Déhanchements, vrilles, spirales étourdissantes et fluides, travail au sol, contrôle des chutes, extensions et replis, nervosité du rythme, l’esthétique caractéristique de sa danse est toujours là. Les sons sont produits par la respiration des danseurs, par les semelles crispantes de leurs chaussures et par les bruitages de Céline Bernard. Cette dernière opère en dédoublement des pas feutrés des danseurs avec une semelle sonore ou fait crisser un tissu, un blouson ou chanter l’eau renversée sur le tapis de sol en appuyant sur la matière trempée telle une craie sur un tableau… Horripilant ! La trace sonore du geste est intéressante à exploiter, mais il y a en l’espèce une sur­exploitation du moyen.

Ascétisme habituel et intransigeance quant à d’éventuels compromis de séduction, la mise en scène met en avant et à nu les neuf danseurs et l’unique danseuse sans répit.
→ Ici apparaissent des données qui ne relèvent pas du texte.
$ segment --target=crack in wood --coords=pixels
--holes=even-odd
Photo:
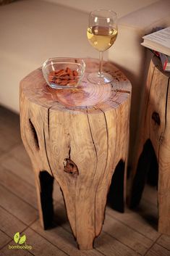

Les coulisses sont apparentes et les danseurs pivotent, se posent, soufflent et reviennent dans la ronde effrénée en courant pour occuper frénétiquement l’espace. La lumière fait des siennes, vient, repart, vacille en intensité.

En suspension, une grande feuille argentée vient à se déployer admi­rablement et semble marquer telle une brise des mouvements, la fin de la création mais aussi un moment de poésie… Le public est induit en erreur, et reprend lui aussi son souffle à la vue de la nuée de danseurs qui revient sur scène pour s’élancer de plus belle dans un nouveau tourbillon de mouvements qui peine à se renouveler. Le rendez-vous d’une fin poétique avec la lune s’évaporait, décidemment The Song jusqu’à la fin ne fait aucune concession à l’émotion et garde le cap de l’austérité et de la radicalité.